De cette histoire intellectuelle et politique, peu de traces subsistent. Ce monde oublié avait pourtant su susciter l’intérêt des philosophes grecs, premiers témoins de l’activité de leurs semblables gaulois. Ils assimilent la sagesse des druides à une forme de divination (elle s’énonce comme des oracles, plutôt qu’elle se discute) et leur pratique au pythagorisme (en tant que magistère social et politique). Leurs analyses sont éclairées par les récits des observateurs qui, plus tard, ont parcouru la Gaule – l’explorateur polymathe Poseidonios, lu et adapté par César – et par une recherche archéologique dynamique, qui renouvelle en profondeur notre compréhension de la protohistoire des Gaulois depuis plusieurs décennies. La découverte de sanctuaires parfaitement semblables aux temples grecs et romains signale l’appartenance à un même monde religieux. Les fouilles récentes révèlent qu’ici comme dans les cités grecques et à Rome, les spectacles sont au centre de la vie publique. À l’inverse, le regard porté sur l’art singulier des Gaulois reconnaît désormais dans son esthétique l’expression « originale et novatrice » d’une pensée abstraite sophistiquée.

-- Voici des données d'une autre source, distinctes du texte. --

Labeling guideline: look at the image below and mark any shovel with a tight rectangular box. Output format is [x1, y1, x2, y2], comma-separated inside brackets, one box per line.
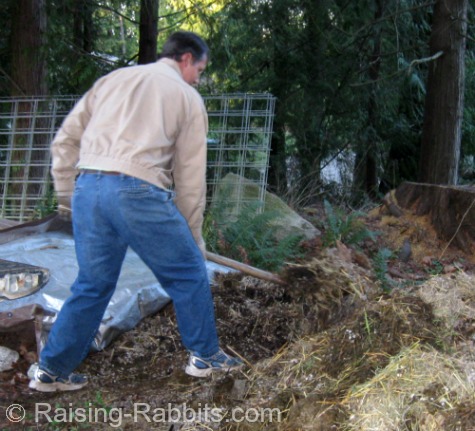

Dans l’ensemble, les traces matérielles commencent ainsi à se réconcilier avec le témoignage des textes. Pour avoir pratiqué les unes et les autres pendant toute une vie de recherche, Jean-Louis Brunaux parvient à les assembler d’une manière qui dessine la silhouette de ce monde englouti. Un monde qui avait su développer un modèle politique cohérent, inscrit avec son propre style dans l’ordre des civilisations méditerranéennes.

Des druides au centre de la société gauloise

Les premières populations gauloises identifiables sont les « descendants directs des communautés néolithiques rurales », souvent reliées au monde méditerranéen de l’âge du bronze par le commerce des ressources métallurgiques. Du temps des légendaires rois de Rome (VIIIe-VIe siècle), elles semblent dominées par des aristocraties possédantes qui se distinguent par le luxe et le mode de vie, notamment les banquets où l’on boit du vin à la manière grecque, sans que le reste de la communauté soit structuré politiquement. Mais au terme de cette période, se forment des sociétés de guerriers égalitaires, dirigées par des chefs désignés, qui fourniront plus tard la base des cités. La technologie des armes de fer favorise la guerre, et à travers elle, l’organisation de peuples solidaires, établis sur les territoires qu’ils s’approprient. Dans ce contexte apparaissent des assemblées, sortes de sénats réunissant les grands propriétaires et les chefs des vieilles familles, où les Gaulois développent un art de l’éloquence salué par leurs contemporains romains. Bientôt se développera, en complément de ce conseil restreint, une assemblée générale des citoyens, le « conseil armé », convoqué par les magistrats. Ainsi, dès le IIIe siècle au plus tard, on retrouve bien en Gaule les trois institutions de base de la cité antique.

Cette structuration territoriale et politique de la Gaule est largement le produit des druides. Dépourvus de pouvoir, leur autorité réside dans leur science, ou en termes grecs, dans leur « philosophie ». Ce savoir est d’abord celui de prédire l’avenir, par l’interprétation des signes observables dans le ciel, les astres ; mais il se développe ensuite en une science physique et mathématique, associée à une connaissance des dieux et des cultes. À tous égards, les dépositaires de ce savoir « voient plus loin » que les autres hommes. Lorsque la Gaule se relie aux réseaux commerciaux de Méditerranée en vertu de ses ressources métallurgiques, ce sont encore eux qui, vraisemblablement, font office d’interprètes et d’intermédiaires avec les Étrusques, les Phéniciens, les Grecs… À leur contact, leur savoir s’enrichit encore de nouveaux savoirs techniques, qu’ils s’approprient et développent à leur tour. D’une manière générale, l’intégration de la Gaule au commerce méditerranéen complexifie largement la société, les infrastructures, la culture politique gauloises… mais les Grecs qui s’installent à Marseille découvrent aussi chez leurs partenaires, en particulier chez leurs druides, un goût partagé pour l’art oratoire et la science naturelle. Or, cette élite intellectuelle s’organise progressivement en « une communauté étendue à tout le pays, qui se réunissait chaque année ».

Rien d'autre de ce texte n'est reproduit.